About Hunchlab

Catchment

To detect statistical aberrations indicative of a spike in crime, HunchLab tests user-defined search patterns by breaking the entire search area (such as a city) into statistical catchment basins. An individual catchment is a circle defined by a given radius around a point. An evenly-spaced lattice of points is imposed such that the entire search area is completely covered by catchments.

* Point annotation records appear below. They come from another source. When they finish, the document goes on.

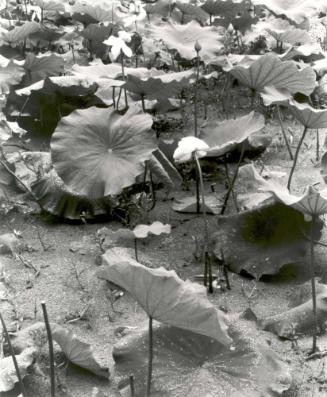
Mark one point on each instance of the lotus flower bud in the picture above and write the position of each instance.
(197, 47)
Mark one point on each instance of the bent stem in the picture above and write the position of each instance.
(207, 267)
(150, 359)
(284, 132)
(51, 355)
(20, 380)
(296, 157)
(313, 286)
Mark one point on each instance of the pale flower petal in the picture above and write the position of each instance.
(189, 145)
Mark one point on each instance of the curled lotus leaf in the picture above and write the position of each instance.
(165, 297)
(307, 115)
(8, 376)
(183, 37)
(98, 152)
(223, 137)
(156, 228)
(189, 364)
(270, 70)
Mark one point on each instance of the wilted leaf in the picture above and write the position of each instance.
(76, 351)
(156, 228)
(164, 296)
(189, 205)
(39, 67)
(8, 376)
(307, 115)
(270, 70)
(183, 37)
(20, 33)
(97, 152)
(10, 75)
(299, 318)
(188, 364)
(261, 241)
(223, 137)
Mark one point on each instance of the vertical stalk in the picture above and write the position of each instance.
(313, 286)
(20, 380)
(284, 132)
(296, 157)
(150, 359)
(51, 355)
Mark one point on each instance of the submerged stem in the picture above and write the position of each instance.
(296, 157)
(150, 359)
(313, 286)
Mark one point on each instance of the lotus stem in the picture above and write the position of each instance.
(313, 286)
(207, 267)
(317, 145)
(231, 185)
(296, 157)
(150, 359)
(131, 385)
(51, 355)
(136, 250)
(284, 132)
(20, 380)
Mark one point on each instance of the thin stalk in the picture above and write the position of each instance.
(131, 385)
(51, 355)
(136, 250)
(150, 359)
(207, 267)
(317, 145)
(313, 286)
(284, 133)
(231, 186)
(20, 380)
(296, 157)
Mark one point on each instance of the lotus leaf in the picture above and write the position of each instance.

Potential crime spikes are identified by comparing a particular category of crime data for a recent period to a historical comparison period -- e.g. the past 30 days as compared to the previous 365 -- for each catchment, thereby tying statistical aberrations to a specific place and giving police useful information to work with. The detection of statistical patterns is sensitive to the definition of catchment size, so HunchLab includes a number of tools to help users define Hunches.

Data Mining

Also known as 'knowledge discovery', this is the practice of analyzing large quantities of data with the goal of identifying meaningful patterns. Law enforcement agencies collect far more data than personnel are able to analyze manually. The effective deployment of resources demands that this process be automated through algorithms that use statistical analysis to interrogate massive quantities of data and summarize the results in the form of actionable information. HunchLab combines the power of automated data mining with the specialized knowledge of law enforcement officers through the creation of user-defined Hunches.

Threshold Hunch

A Threhold Hunch allows users to define a geographic area and timeframe of interest and to set a raw number as the threshold to trigger an alert (unlike alerts generated through Statistical Hunches). An example might be "Send me an alert when 5 or more aggravated assaults occur in the 7th district in one week". Similarly, analysts can set the parameters for a Mass Threshold Hunch, defining a large spatial area as being of interest. This area is automatically partitioned into catchments and an alert is triggered when data are reported that fulfill the threshold criteria in any of these catchments. Like Statistical Hunches,  Threshold Hunches are evaluated on a schedule set by users.

Fisher's Exact Test

Fisher's Exact Test is a test of statistical significance used to determine if there are nonrandom associations between categorical variables. It is typically performed under conditions where there are two independent variables that fall into one of two mutually exclusive categories. The test is conducted by constructing a 2-by-2 contingency table and summing the probabilities (p-values) for cases where the distribution of values is least as extreme as in the observed case, in the same direction and where the marginal totals are fixed (same total number for each variable and category). Under these conditions, the null hypothesis of independence results in a distribution of data values that conforms to the hypergeometric distribution. A case where the p-value is extremely small indicates a nonrandom association and in the context of HunchLab, a spike in crime.

Statistical Hunches

HunchLab enables law enforcement officials to evaluate their intuitions about changes in crime patterns through the creation of Statistical Hunches. To define a Statistical Hunch, users are required to specify a few essential criteria:

  • Crime class(es)
  • Geographic search area
  • Current time period
  • Historical or comparison time period
  • To test the validity of a Statistical Hunch, HunchLab uses the hypergeometric algorithm to compare incident data in the specified crime class(es) and geographic area from the current period to the same data types in the historic period. Hunches that are statistically confirmed trigger an automated reporting system that alerts appropriate law enforcement personnel.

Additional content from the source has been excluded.